In between those glimpses of waking life and nightmare-plagued sleep, I lived another life. The rounded hillsides were smooth and white with snow under a gray sky. There were no trees, no bushes, and not even an upthrust of stone. Only the snow, the whispering wind, and the ever-twilight. The only break in the smoothness of the snow were Nighteyes’ tracks going on before me. I followed them doggedly. I would find him and I would join him. He could not be that far ahead of me. Once the wind turned to wolves howling in the distance, and I tried to hurry. That effort only woke me to the cold stink of the prison cell. I had moved and something hot and foul was trickling from my wound. I closed my eyes again and sought for the peace of the snowy hills.
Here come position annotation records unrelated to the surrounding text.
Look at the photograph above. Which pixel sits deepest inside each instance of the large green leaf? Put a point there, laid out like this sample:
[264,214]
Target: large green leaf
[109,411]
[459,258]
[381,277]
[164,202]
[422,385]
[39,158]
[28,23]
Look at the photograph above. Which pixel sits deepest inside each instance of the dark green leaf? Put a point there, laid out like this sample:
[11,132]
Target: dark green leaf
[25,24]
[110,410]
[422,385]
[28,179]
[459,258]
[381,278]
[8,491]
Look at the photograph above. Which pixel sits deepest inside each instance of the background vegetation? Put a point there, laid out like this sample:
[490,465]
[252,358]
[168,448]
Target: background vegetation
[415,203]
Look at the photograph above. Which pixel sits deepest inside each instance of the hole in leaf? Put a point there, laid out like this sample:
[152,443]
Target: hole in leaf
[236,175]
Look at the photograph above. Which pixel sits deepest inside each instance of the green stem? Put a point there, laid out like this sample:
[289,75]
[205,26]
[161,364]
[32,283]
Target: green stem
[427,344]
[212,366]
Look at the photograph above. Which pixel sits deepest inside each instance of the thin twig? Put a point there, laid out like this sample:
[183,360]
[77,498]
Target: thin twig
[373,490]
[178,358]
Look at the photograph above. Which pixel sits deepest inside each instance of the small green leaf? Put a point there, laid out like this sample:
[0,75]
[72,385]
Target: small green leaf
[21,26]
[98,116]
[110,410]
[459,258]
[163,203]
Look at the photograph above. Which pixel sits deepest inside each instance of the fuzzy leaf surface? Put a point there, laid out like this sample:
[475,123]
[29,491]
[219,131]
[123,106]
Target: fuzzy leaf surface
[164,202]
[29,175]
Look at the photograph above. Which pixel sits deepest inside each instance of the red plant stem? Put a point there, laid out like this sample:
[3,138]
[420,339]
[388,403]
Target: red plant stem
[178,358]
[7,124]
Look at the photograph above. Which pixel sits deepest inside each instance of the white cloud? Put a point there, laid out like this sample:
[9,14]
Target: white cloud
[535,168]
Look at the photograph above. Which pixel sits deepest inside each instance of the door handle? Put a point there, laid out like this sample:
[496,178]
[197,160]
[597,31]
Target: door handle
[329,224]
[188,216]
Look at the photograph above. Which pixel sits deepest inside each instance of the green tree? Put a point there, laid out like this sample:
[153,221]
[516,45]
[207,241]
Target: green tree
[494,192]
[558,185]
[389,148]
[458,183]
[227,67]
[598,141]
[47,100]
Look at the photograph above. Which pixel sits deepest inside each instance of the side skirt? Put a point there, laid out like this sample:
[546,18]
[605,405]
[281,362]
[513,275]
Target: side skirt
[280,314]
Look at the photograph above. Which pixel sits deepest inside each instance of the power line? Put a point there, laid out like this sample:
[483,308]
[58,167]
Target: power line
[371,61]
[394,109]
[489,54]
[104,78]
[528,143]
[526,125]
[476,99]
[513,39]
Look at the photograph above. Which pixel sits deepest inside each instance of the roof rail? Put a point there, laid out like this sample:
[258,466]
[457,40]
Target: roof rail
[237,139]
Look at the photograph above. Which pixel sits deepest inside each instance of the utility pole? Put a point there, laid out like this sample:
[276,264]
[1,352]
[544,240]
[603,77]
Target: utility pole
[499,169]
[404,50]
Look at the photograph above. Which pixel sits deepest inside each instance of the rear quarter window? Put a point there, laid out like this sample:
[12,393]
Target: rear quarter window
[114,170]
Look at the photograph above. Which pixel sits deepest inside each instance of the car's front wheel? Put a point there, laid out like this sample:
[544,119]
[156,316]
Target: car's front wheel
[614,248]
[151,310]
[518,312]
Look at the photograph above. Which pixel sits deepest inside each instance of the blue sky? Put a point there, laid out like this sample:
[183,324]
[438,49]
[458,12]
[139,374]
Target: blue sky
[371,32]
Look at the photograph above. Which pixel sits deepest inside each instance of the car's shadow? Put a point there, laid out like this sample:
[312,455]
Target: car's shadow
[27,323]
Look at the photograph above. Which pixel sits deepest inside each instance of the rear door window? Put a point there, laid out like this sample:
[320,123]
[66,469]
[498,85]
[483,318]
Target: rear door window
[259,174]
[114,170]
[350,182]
It would be weeks before I pieced together the whole sequence of events. Lord Golden’s missing purse of raw gemstones was found in Laudwine’s cottage. Not that he was known as Laudwine in Buckkeep Town. Starling had been correct. To his neighbors, the one-armed man was known as Keppler. A witness attested that he had seen a man that might have been me pursue someone who might have been Padget into Keppler’s cottage. Obviously, I had been robbed of my master’s purse on my way to taking them to a gem cutter for him. I had followed the thieves, they had fought me, and I’d killed them all, taking a grievous injury myself. Then I had valiantly killed the rabid horse before it could break free of the shed and injure people in the street. From being an accused triple-murderer, I was suddenly elevated to the status of loyal servant willing to risk his life for his master’s property. As no one came forward to contradict this fabrication, or even to claim the bodies of “Keppler” and Padget, it became the acknowledged truth in Buckkeep Town. The goatherd’s neighbors soon spoke of how it seemed to them that Keppler had many visitors who came and went at odd hours.
And so Lord Golden was allowed to claim what was left of me. He sent two serving men to fetch me home. Stinking and semiconscious, I was loaded onto a litter for a cold and jolting trip up to Buckkeep Castle. I did not know the men who came to fetch me, and they cared little for me. I felt each step they took, and would have wept if I had had the strength. The pain was such that it kept jolting me back to wakefulness. The stoutly muscled men who trudged up the hill commented that they were grateful for the cold still air, for it made the smell of my pus-running wound less. They delivered me to Lord Golden’s door. He held a scented handkerchief over his mouth and nose as he commanded them to put me on my bed. Then he paid the men generously and thanked them for bringing me home to die. In the blackness of my closed room, I shut my eyes and tried to do just that.
Fragments of speech whirled like falling leaves in my memory. They flowed into my head and filled it up like other people’s furniture moved into a once-familiar room. I could not disengage from them. Something held me there as firmly as the hand that gripped mine.